Why this shape: DiLoCo's value proposition (decentralized inner training with sparse outer sync) only matters at multi-cluster scale. Our v0.1 target is single-cluster training with TRL. The DiLoCo wrapper is wired up so v0.2 multi-cluster training can switch it on with one config change.
OpenEnv
Status: 📋 Reference pattern (substrate, not a choice).
What we have:
- Research deep-dive:
research/03-monarch-torchforge-openenv.md§ OpenEnv (the env-format standard, how it interacts with TRL'senvironment_factory=) - Integration recipe:
docs/INTEGRATION_ARCHITECTURE.mdRecipe D — "OpenEnv is a substrate, not a choice"
What we don't:
- Direct OpenEnv code dependency. The framework's data path is
OpenEnv-compatible by virtue of using TRL's API, which accepts
environment_factory=kwargs that OpenEnv environments satisfy.

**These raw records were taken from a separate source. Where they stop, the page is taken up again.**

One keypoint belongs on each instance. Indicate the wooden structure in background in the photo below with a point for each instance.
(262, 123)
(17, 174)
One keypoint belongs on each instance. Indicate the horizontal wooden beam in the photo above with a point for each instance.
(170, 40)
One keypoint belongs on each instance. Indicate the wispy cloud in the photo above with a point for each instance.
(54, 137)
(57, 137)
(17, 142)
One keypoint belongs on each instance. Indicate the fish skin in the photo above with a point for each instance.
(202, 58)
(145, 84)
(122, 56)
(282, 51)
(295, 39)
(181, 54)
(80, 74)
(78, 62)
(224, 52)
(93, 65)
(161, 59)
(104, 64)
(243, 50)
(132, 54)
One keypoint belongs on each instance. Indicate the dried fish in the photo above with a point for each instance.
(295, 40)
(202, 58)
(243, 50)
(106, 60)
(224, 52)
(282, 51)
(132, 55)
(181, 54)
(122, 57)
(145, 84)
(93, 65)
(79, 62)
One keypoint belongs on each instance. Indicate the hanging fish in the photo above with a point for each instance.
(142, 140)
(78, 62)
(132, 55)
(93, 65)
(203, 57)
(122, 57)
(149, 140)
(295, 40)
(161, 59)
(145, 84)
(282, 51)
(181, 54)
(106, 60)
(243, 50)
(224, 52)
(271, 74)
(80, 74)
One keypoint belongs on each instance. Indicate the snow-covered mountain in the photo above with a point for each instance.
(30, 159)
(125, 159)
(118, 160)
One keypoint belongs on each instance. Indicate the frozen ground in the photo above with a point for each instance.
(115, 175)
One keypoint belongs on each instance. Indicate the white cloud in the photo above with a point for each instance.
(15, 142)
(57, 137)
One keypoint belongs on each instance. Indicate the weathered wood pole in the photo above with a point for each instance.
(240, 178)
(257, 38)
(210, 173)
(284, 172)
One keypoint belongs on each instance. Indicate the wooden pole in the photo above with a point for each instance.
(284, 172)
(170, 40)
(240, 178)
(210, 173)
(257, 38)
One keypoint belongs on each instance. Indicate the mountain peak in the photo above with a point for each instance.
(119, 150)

Why this shape: OpenEnv is a protocol (how an env exposes itself
to a trainer), not a library you depend on. You either implement an
OpenEnv-compatible environment or you don't. Composer 2.5's "Feature
Deletion" environment is OpenEnv-shaped; if a user provides one, our
TRL trainer accepts it via environment_factory=.
Monarch (Meta)
Status: 📋 Reference pattern (alternative coordination model).
What we have:
- Research deep-dive:
research/03-monarch-torchforge-openenv.md§ Monarch (actor mesh, hardware abstractions, comparison to Ray) - Integration recipe:
docs/INTEGRATION_ARCHITECTURE.mdRecipe C — "TorchForge + Monarch (reference patterns only, not a production target)"
What we don't:
- Direct Monarch code dependency. We use DiLoCo's pseudo-gradient sync as our coordination model; Monarch's actor mesh is an alternative.

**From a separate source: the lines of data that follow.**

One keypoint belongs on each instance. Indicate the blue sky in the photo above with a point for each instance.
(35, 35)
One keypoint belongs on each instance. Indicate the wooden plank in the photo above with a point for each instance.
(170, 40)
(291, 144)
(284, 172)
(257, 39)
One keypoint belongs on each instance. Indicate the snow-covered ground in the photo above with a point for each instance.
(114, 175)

Why this shape: Monarch is alive (Meta is shipping it) but it's a coordination layer, not an algorithm. Our framework integrates with PyTorch + TRL + torchft directly; Monarch would replace the coordination layer underneath. Documented as a future option; not a v0.1 dependency.
TorchForge (Meta, paused)
Status: 📋 Reference only (upstream paused).
What we have:
- Research deep-dive:
research/03-monarch-torchforge-openenv.md§ TorchForge — design lessons captured
What we don't:
- Code dependency. TorchForge as a project was paused by Meta.

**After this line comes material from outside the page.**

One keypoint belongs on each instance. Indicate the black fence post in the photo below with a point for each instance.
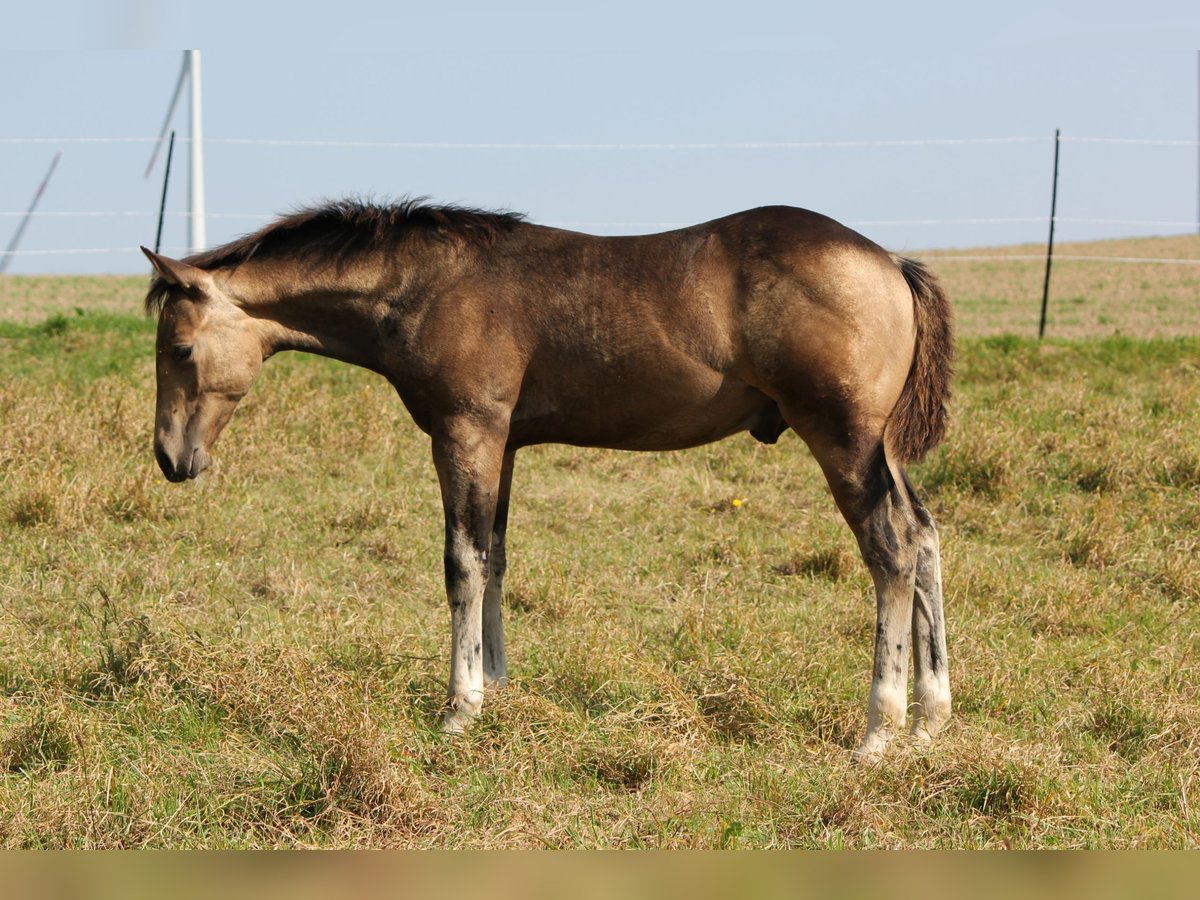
(162, 203)
(1054, 207)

Why this shape: The brief asked us to research TorchForge. We did. The headline finding is "Meta paused this." That's a real research output even if it doesn't translate to code.
Summary
| Substrate | Research | Recipe | Code | Tests | v0.1 production? |
|---|---|---|---|---|---|
| TRL | ✅ | ✅ | ✅ | 38 + 9 + 3 = 50 | ✅ |
| VeRL | ✅ | ✅ | 🟡 (skeleton) | — | v0.2 |
| PRIME-RL (Wave 13) | ✅ | ✅ | 🟡 (loss adapter + config) | — | v0.2 (cleanest hook) |
| DiLoCo (single-process) | ✅ | ✅ | ✅ | 5 (single-replica) | optional |
| DiLoCo over serverless (Wave 13) | ✅ | ✅ ADR-005 | ✅ Local + 🟡 Modal/HFJobs | 9 multi-process | ✅ (local) / future (cloud) |
| OpenEnv | ✅ | ✅ | n/a (protocol) | — | substrate |
| Monarch (Wave 13) | ✅ | ✅ (actor layout) | 🟡 (skeleton) | — | v0.2+ |
| TorchForge | ✅ | n/a (paused) | n/a | — | n/a |
8/8 substrates covered (was 6/6 pre-Wave-13). New since Wave 13: PRIME-RL (the cleanest custom-loss hook), Monarch (Meta's actively-shipped agentic-stack component), and serverless DiLoCo (Modal/HF Jobs adapters
- object-store rendezvous). The framework can now realize Decoupled DiLoCo across cloud executors without any cross-job NCCL — see ADR-005 for the design rationale.